R and M incorporated company but rarely complied with requirements of Canada Business Corporations Act. In May 2005, M resigned as officer and director of corporation. Corporation alleged M had also resigned as shareholder and accordingly transferred his shares to R. M applied for oppression remedy under s. 241 of Act, alleging he was still shareholder. Trial judge dismissed M’s claim, rejecting M’s version of events and finding that as of May 2005, M did not wish to be shareholder and asked to be removed. Court of Appeal dismissed M’s appeal. M appealed to Supreme Court of Canada. Appeal dismissed. Oppression claim was properly dismissed. Trial judge’s factual findings were not reviewable because no palpable and overriding error had been made. Fact that corporation fails to comply with requirements of Act does not, on its own, constitute oppression. M could have had no reasonable expectation of being treated as shareholder: he no longer was and expressly demanded not to be so treated. Corporation’s failure to observe corporate formalities in removing M as shareholder in accordance with his wishes could not be characterized as unfairly prejudicial to extent that omission deprived him of shareholder status.

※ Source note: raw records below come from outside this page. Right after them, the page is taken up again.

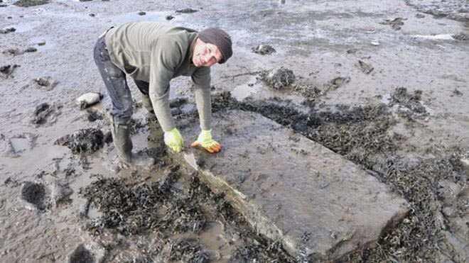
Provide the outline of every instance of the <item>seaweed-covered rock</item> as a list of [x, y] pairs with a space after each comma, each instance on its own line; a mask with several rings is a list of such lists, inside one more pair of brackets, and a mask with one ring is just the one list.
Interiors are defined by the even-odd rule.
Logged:
[[45, 123], [54, 123], [57, 121], [57, 116], [60, 115], [60, 105], [50, 105], [43, 102], [36, 107], [31, 122], [36, 127]]
[[269, 45], [259, 45], [256, 47], [253, 47], [252, 52], [259, 55], [270, 55], [276, 52], [276, 50]]
[[21, 188], [21, 198], [40, 211], [47, 206], [46, 188], [43, 184], [25, 181]]
[[295, 74], [291, 69], [280, 67], [261, 74], [261, 78], [274, 89], [282, 89], [295, 82]]

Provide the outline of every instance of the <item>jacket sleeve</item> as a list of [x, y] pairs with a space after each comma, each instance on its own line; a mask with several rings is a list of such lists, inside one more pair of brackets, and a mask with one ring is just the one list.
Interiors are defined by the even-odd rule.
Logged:
[[160, 38], [151, 53], [149, 95], [156, 118], [165, 132], [175, 128], [169, 108], [169, 82], [183, 60], [187, 47], [171, 38]]
[[199, 113], [200, 128], [210, 130], [212, 121], [212, 101], [210, 99], [210, 68], [200, 67], [192, 75], [194, 82], [195, 104]]

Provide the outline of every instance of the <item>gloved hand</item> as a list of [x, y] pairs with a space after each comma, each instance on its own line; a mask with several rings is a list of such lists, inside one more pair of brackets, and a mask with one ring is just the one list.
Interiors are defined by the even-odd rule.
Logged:
[[179, 133], [177, 128], [164, 133], [164, 143], [170, 149], [176, 152], [180, 152], [183, 150], [183, 136]]
[[212, 138], [212, 130], [202, 130], [197, 140], [190, 147], [202, 146], [210, 153], [218, 152], [222, 150], [222, 145]]

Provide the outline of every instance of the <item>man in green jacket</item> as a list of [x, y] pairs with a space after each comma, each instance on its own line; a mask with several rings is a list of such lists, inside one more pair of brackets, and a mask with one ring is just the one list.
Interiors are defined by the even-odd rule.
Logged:
[[164, 131], [164, 142], [178, 152], [183, 138], [176, 128], [169, 107], [169, 82], [190, 76], [194, 83], [201, 132], [192, 147], [218, 152], [221, 145], [212, 138], [210, 69], [232, 55], [232, 41], [224, 30], [210, 28], [200, 32], [153, 22], [128, 23], [112, 28], [95, 46], [95, 62], [112, 103], [112, 137], [121, 161], [150, 165], [154, 160], [131, 152], [129, 121], [132, 100], [126, 75], [142, 93], [143, 103], [154, 113]]

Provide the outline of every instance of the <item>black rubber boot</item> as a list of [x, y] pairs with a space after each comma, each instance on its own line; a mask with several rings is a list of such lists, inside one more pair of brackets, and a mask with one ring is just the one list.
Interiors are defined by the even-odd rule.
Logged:
[[128, 124], [113, 122], [112, 138], [117, 155], [125, 166], [150, 167], [155, 163], [154, 159], [146, 155], [132, 153], [132, 140], [130, 138], [130, 129]]

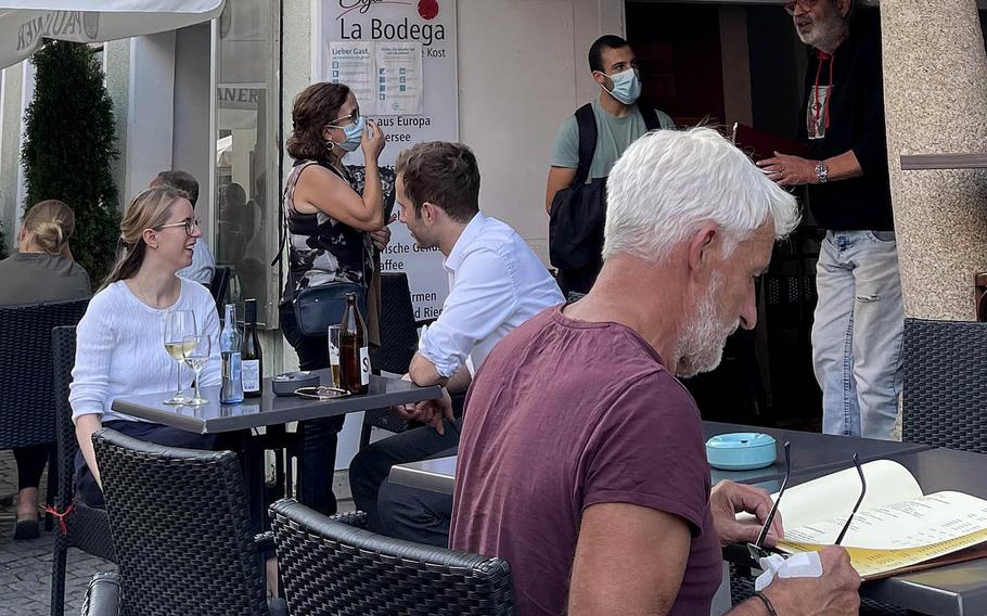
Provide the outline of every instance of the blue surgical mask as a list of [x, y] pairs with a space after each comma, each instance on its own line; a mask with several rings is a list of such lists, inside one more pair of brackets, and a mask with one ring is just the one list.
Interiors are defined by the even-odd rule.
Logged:
[[360, 142], [363, 140], [363, 129], [367, 127], [367, 118], [360, 116], [360, 119], [356, 124], [351, 124], [343, 128], [343, 132], [346, 133], [346, 141], [342, 143], [336, 143], [339, 147], [346, 152], [352, 152], [360, 146]]
[[632, 104], [641, 95], [641, 77], [637, 68], [628, 68], [608, 77], [614, 81], [614, 89], [606, 90], [606, 86], [602, 88], [625, 105]]

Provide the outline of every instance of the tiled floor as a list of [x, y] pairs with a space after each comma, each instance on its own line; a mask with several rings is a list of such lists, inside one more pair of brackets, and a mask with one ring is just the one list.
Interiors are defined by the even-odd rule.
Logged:
[[[41, 485], [43, 491], [43, 480]], [[0, 495], [7, 497], [16, 489], [14, 457], [10, 451], [0, 451]], [[13, 506], [0, 508], [0, 514], [8, 513], [13, 513]], [[13, 521], [0, 521], [0, 616], [50, 613], [51, 549], [55, 532], [57, 529], [49, 532], [42, 529], [39, 539], [14, 541]], [[69, 550], [65, 613], [79, 613], [82, 595], [93, 574], [114, 569], [114, 564], [102, 559]]]

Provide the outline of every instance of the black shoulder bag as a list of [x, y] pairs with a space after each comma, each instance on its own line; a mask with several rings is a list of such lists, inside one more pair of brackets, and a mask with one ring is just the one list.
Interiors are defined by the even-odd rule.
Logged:
[[[600, 259], [606, 221], [606, 178], [586, 182], [597, 150], [597, 118], [592, 103], [576, 110], [575, 116], [579, 129], [579, 167], [573, 183], [552, 197], [549, 214], [549, 258], [553, 266], [564, 270], [581, 268]], [[662, 127], [657, 113], [642, 113], [641, 116], [648, 130]]]
[[[294, 202], [295, 184], [302, 176], [302, 170], [308, 165], [300, 165], [292, 169], [287, 179], [287, 185], [284, 188], [284, 197], [282, 197], [282, 207], [284, 210], [284, 222], [281, 228], [281, 245], [278, 248], [278, 256], [271, 261], [275, 265], [281, 261], [284, 254], [284, 244], [287, 239], [287, 202]], [[289, 281], [292, 284], [292, 281]], [[357, 306], [361, 315], [367, 315], [367, 288], [363, 284], [335, 281], [318, 286], [308, 286], [302, 290], [292, 290], [292, 308], [295, 312], [295, 321], [298, 323], [298, 331], [305, 336], [325, 336], [329, 334], [330, 325], [338, 325], [343, 321], [343, 311], [346, 309], [346, 295], [354, 293], [357, 296]]]

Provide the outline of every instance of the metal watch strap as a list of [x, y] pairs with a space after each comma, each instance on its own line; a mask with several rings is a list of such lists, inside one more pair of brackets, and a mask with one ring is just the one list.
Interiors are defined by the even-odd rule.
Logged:
[[830, 180], [830, 168], [824, 161], [816, 163], [816, 178], [820, 184], [824, 184]]

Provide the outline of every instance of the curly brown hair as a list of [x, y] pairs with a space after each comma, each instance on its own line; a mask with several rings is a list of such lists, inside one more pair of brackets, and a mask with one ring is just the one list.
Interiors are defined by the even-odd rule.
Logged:
[[295, 161], [329, 158], [322, 129], [339, 117], [339, 107], [346, 104], [349, 88], [343, 84], [322, 81], [302, 90], [292, 106], [292, 136], [287, 140], [287, 155]]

Mennillo v. Intramodal inc (2016), 2016 CarswellQue 10615, 2016 CarswellQue 10616, 2016 SCC 51, 2016 CSC 51, McLachlin C.J.C., Abella J., Cromwell J., Moldaver J., Karakatsanis J., Wagner J., Gascon J., Côté J., and Brown J. (S.C.C.); affirmed (2014), 2014 CarswellQue 10625, 2014 QCCA 1515, Gagnon J.C.A., Vézina J.C.A., and St-Pierre J.C.A. (C.A. Que.).